Since you put it that way?
EMT is a crap theory in the manner it is explained by its critics, which from what I have read, is highly distorted. From the critics you'd think it was an effort to create some sort of deterministic model of the markets. I don't get that at all. From my reading, it is not intended to be an effort to rationalize the markets, more the opposite. The concept that markets price in all that is known about a given stock seems intuitively obvious to me, provided you add, felt, predicted, and suspected. If the current price is not a reflection of all these elements at the current moment, then on what is it based? The critics of EMT can't seem to answer that question, not that I've heard. EMT isn't an attempt to model the future so much as it's an admission that this cannot be done.

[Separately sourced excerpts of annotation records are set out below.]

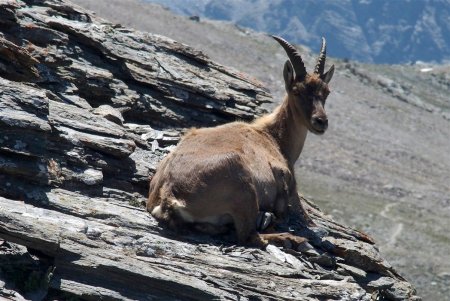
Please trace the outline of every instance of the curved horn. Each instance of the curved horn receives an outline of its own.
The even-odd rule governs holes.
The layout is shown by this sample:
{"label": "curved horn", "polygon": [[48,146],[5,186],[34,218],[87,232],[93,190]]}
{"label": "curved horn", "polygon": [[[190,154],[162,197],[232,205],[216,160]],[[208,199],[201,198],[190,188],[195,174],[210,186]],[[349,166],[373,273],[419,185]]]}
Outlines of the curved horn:
{"label": "curved horn", "polygon": [[289,60],[292,63],[292,66],[295,70],[295,75],[297,79],[303,79],[306,76],[306,68],[305,64],[303,64],[302,57],[300,53],[298,53],[297,49],[294,48],[291,44],[289,44],[285,39],[272,36],[286,51],[286,54],[289,57]]}
{"label": "curved horn", "polygon": [[325,59],[327,58],[327,42],[325,38],[322,37],[322,47],[320,48],[319,59],[317,60],[316,68],[314,73],[322,75],[325,69]]}

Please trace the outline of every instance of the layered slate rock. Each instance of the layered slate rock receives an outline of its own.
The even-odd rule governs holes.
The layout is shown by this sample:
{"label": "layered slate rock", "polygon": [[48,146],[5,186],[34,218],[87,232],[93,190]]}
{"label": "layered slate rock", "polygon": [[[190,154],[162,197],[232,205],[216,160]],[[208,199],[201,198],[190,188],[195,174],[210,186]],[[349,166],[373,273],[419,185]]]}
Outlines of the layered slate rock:
{"label": "layered slate rock", "polygon": [[185,129],[271,101],[166,37],[66,1],[0,2],[0,297],[418,299],[370,237],[304,199],[317,227],[290,226],[307,252],[171,233],[143,209]]}

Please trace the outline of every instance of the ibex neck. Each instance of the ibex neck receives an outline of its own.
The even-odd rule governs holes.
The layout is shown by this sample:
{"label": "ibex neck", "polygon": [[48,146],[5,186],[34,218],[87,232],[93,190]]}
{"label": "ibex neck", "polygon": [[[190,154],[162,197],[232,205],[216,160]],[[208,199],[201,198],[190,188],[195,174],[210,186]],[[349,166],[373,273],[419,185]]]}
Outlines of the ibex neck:
{"label": "ibex neck", "polygon": [[293,166],[300,156],[308,133],[300,118],[294,104],[290,103],[288,96],[285,96],[281,105],[272,114],[256,121],[275,139],[290,166]]}

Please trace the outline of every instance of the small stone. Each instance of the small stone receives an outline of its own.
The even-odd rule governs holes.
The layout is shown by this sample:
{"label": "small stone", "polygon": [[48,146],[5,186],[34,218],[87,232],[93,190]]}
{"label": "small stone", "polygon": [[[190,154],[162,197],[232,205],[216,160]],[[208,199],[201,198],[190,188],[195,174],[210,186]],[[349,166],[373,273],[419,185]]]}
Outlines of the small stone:
{"label": "small stone", "polygon": [[99,106],[94,110],[94,114],[103,116],[104,118],[114,123],[117,123],[118,125],[123,125],[124,119],[122,113],[109,105]]}
{"label": "small stone", "polygon": [[81,181],[86,185],[96,185],[103,182],[103,173],[96,169],[86,169],[80,176]]}
{"label": "small stone", "polygon": [[367,287],[374,289],[387,289],[394,285],[394,280],[390,277],[380,277],[377,280],[367,283]]}

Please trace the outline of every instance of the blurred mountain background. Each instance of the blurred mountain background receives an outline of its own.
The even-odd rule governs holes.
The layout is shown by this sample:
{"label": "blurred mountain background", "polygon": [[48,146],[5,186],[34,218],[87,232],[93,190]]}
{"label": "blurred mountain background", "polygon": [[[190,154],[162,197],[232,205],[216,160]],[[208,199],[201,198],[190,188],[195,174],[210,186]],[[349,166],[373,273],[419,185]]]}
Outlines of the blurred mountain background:
{"label": "blurred mountain background", "polygon": [[[295,167],[299,191],[373,236],[424,300],[450,300],[448,1],[72,1],[255,77],[275,104],[286,54],[264,31],[297,42],[309,71],[326,36],[326,68],[336,65],[330,127],[306,140]],[[367,14],[357,18],[356,9]]]}
{"label": "blurred mountain background", "polygon": [[450,59],[450,0],[148,0],[171,11],[283,36],[376,64]]}

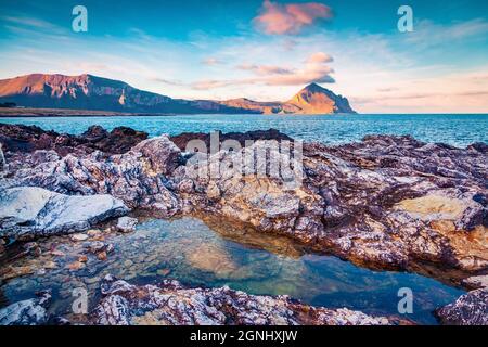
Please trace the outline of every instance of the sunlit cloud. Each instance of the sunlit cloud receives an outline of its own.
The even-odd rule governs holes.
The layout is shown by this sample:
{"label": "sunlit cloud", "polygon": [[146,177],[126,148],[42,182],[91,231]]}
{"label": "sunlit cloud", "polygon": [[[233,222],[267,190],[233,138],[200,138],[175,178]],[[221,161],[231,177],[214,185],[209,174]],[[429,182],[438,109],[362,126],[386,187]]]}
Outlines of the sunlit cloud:
{"label": "sunlit cloud", "polygon": [[211,65],[220,65],[220,64],[223,64],[223,62],[220,61],[220,60],[218,60],[217,57],[210,56],[210,57],[204,59],[204,60],[202,61],[202,64],[211,66]]}

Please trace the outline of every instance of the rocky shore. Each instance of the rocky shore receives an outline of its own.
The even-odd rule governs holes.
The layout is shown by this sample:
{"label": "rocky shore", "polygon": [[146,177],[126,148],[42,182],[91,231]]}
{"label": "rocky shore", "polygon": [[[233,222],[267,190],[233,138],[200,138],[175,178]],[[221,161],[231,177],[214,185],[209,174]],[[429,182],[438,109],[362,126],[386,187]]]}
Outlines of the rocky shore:
{"label": "rocky shore", "polygon": [[[25,239],[77,232],[126,215],[129,209],[162,218],[205,214],[267,235],[284,235],[310,252],[332,253],[374,269],[415,271],[459,285],[463,285],[462,280],[466,278],[488,271],[486,144],[457,149],[423,143],[411,137],[389,136],[371,136],[362,142],[339,146],[304,143],[301,184],[288,187],[280,178],[235,175],[240,170],[235,166],[228,166],[224,175],[195,178],[195,166],[205,166],[205,160],[209,165],[234,163],[239,154],[249,149],[239,153],[221,150],[192,164],[191,155],[184,151],[194,139],[209,141],[206,134],[191,133],[147,139],[145,133],[127,128],[107,132],[91,127],[81,136],[69,136],[36,127],[0,125],[5,156],[0,204],[20,206],[23,210],[17,214],[14,207],[2,208],[0,236]],[[239,143],[254,140],[253,151],[266,151],[269,140],[291,140],[275,130],[222,134],[221,140],[226,139]],[[33,192],[41,197],[26,195]],[[73,213],[66,214],[69,206]],[[92,209],[77,206],[92,206]],[[121,227],[127,223],[130,231],[128,220],[123,221]],[[130,285],[124,284],[126,286]],[[131,291],[133,288],[125,293],[130,296]],[[190,290],[170,283],[163,284],[162,288],[141,291],[147,296],[156,295],[155,291],[158,296],[174,291],[175,295],[191,296],[195,303],[198,295],[246,296],[230,290],[188,292]],[[481,317],[487,317],[485,292],[475,291],[481,294],[470,293],[467,299],[460,298],[460,303],[453,305],[474,305],[476,309],[470,310],[474,316],[479,317],[481,312]],[[128,299],[107,295],[100,307],[123,298]],[[246,296],[244,301],[254,300],[256,298]],[[304,318],[299,313],[305,310],[303,306],[293,306],[284,298],[269,300],[283,310],[293,311],[292,316],[275,318],[287,323],[347,324],[370,319],[376,322],[373,318],[342,321],[343,318],[337,317],[344,312],[338,311],[334,311],[335,318],[328,318],[329,321],[318,318],[331,317],[326,309],[329,313],[316,312]],[[124,314],[128,316],[121,314],[121,318],[114,318],[98,313],[95,322],[133,320],[130,312],[140,304],[127,305]],[[154,321],[154,314],[158,314],[154,322],[170,320],[171,314],[177,314],[165,311],[169,309],[165,305],[147,309],[147,322]],[[222,313],[221,306],[218,307],[217,311]],[[483,319],[449,318],[457,314],[455,307],[437,311],[440,321],[486,323]],[[192,314],[193,321],[189,323],[195,322]],[[298,316],[300,318],[296,318]],[[246,318],[232,312],[224,318],[214,314],[211,319],[215,323],[226,323]]]}

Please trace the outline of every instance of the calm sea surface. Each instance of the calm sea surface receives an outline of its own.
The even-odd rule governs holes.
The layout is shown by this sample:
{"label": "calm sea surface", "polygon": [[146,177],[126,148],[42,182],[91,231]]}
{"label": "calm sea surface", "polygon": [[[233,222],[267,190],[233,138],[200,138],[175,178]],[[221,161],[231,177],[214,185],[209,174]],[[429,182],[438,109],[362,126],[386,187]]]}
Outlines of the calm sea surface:
{"label": "calm sea surface", "polygon": [[466,146],[488,143],[488,114],[473,115],[184,115],[136,117],[0,118],[0,123],[36,125],[57,132],[81,133],[91,125],[119,126],[150,136],[213,130],[247,131],[275,128],[292,138],[338,144],[360,141],[367,134],[411,134],[425,142]]}

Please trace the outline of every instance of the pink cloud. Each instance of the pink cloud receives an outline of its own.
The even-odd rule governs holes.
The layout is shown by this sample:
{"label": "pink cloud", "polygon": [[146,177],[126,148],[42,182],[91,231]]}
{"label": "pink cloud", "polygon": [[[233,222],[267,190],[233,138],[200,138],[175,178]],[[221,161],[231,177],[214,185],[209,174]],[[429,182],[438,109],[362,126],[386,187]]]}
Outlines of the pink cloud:
{"label": "pink cloud", "polygon": [[219,61],[218,59],[213,57],[213,56],[203,60],[202,63],[205,64],[205,65],[219,65],[219,64],[222,64],[221,61]]}
{"label": "pink cloud", "polygon": [[255,65],[255,64],[244,64],[237,66],[240,69],[245,69],[249,72],[254,72],[258,75],[288,75],[293,74],[290,68],[272,66],[272,65]]}
{"label": "pink cloud", "polygon": [[331,55],[323,52],[313,53],[307,59],[307,63],[309,64],[332,63],[334,59]]}
{"label": "pink cloud", "polygon": [[322,3],[280,4],[266,0],[255,23],[266,34],[283,35],[297,34],[304,26],[313,24],[316,20],[331,17],[331,8]]}

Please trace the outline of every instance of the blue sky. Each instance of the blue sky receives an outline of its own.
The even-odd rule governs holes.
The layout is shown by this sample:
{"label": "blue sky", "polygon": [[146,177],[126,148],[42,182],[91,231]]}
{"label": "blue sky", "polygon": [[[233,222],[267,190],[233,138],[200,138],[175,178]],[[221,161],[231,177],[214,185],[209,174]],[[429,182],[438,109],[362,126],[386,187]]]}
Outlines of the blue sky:
{"label": "blue sky", "polygon": [[[72,9],[88,9],[88,33]],[[397,9],[413,9],[413,33]],[[311,81],[365,113],[488,112],[488,1],[0,0],[0,78],[90,73],[189,99],[286,100]]]}

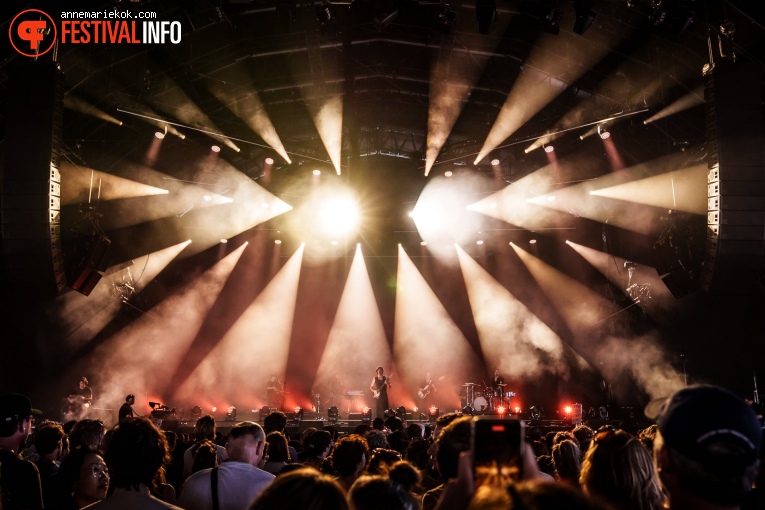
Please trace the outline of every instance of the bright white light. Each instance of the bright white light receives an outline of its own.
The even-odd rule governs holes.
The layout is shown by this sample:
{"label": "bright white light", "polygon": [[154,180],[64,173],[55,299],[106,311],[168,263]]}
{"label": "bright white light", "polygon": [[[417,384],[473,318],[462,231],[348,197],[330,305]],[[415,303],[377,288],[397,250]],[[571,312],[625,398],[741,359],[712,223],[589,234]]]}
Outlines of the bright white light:
{"label": "bright white light", "polygon": [[348,234],[356,229],[359,222],[359,207],[349,196],[328,199],[319,208],[319,221],[328,234]]}

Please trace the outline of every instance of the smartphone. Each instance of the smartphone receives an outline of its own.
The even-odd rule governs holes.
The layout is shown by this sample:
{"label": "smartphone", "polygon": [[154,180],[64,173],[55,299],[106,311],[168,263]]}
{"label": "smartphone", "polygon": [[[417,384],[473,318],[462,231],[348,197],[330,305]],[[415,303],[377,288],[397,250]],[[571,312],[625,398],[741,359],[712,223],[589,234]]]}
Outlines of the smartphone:
{"label": "smartphone", "polygon": [[523,476],[524,426],[521,420],[473,418],[471,451],[476,487],[506,486]]}

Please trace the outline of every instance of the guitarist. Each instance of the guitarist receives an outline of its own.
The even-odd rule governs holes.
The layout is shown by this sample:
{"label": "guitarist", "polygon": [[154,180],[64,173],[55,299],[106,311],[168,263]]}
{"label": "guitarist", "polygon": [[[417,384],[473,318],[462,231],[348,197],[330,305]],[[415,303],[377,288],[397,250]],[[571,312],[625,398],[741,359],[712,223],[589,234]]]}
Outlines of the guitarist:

Value investment gurus tell us that they can read things into stock pricing that others cannot. If they say a company is undervalued, then it is, even if the rest of the market doesn't see the same thing, or never does. If an "undervalued" company remains undervalued for years, then is it still undervalued? Is the value investor still right? According to whom? In my book they are only right if the markets ultimately see what they saw first. And unless you are Warren Buffett, good luck with that.
The problem with actively managed mutual funds isn't that they adhere to arbitrary rules, but in fact that they adhere to no rules at all. You will find that most of them style drift with abandon. You think you invested in small company growth, but is that what the fund is buying? Often a third or more of the actual investments at any given moment are in something else. Your investment goals are confounded by fund managers who chase trends -- for which you pay them.
It is always possible to outperform. Anything being possible, that isn't the question. The question is whether it is probable.